Fake Indian police station, Gandhi photo: 200 scam centers shut down in Cambodia
India Today
Cambodia has long played down the existence of scam compounds in the country, and previous crackdowns have done little to stop their spread.
Cambodia has closed almost 200 scam centres in a crackdown on transnational fraud in recent weeks, a senior government official said, with authorities providing rare access to one centre in a bid to show they are tackling the sophisticated operations targeting people across the globe.
“There are about 190 locations that we have sealed off now,” Chhay Sinarith, senior minister and chair of Cambodia's Commission for Combating Online Scams, told Reuters in Phnom Penh this week before the visit to a sprawling complex in Kampot province near the Vietnam border.

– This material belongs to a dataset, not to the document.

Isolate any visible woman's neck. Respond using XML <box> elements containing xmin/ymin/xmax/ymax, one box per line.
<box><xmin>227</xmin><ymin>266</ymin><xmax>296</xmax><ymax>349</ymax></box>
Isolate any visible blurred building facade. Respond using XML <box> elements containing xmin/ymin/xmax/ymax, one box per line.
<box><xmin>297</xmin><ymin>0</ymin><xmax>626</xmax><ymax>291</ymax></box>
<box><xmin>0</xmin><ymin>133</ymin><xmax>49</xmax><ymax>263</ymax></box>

Chhay said 173 senior crime figures linked to the centres had been arrested and 11,000 workers deported in a campaign that began late last year after the U.S. indicted and then China extradited a Chinaborn alleged scam kingpin in the strongest international move so far against the criminal networks.

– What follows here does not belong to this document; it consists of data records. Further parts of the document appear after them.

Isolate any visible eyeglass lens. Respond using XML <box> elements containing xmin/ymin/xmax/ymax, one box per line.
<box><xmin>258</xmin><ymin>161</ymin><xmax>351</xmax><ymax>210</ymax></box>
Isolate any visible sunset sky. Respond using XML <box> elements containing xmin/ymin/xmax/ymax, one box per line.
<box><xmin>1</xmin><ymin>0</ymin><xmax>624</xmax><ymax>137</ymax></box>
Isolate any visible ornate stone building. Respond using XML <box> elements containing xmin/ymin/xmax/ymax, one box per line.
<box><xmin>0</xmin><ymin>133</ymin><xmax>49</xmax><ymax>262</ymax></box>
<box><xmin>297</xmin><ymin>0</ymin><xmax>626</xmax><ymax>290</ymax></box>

Since then, thousands of scam workers, some of them trafficking victims confined in brutal conditions, have fled compounds in recent weeks seeking to return home, in what Amnesty International has called a “humanitarian crisis.”
At the Kampot compound, reporters were shown large workrooms with rows of computer stations and desks strewn with documents instructing how to scam Thai victims, as well as studio booths for phone calls and a fake Indian police station.
The Indian embassy in Phnom Penh did not immediately respond to a request for comment.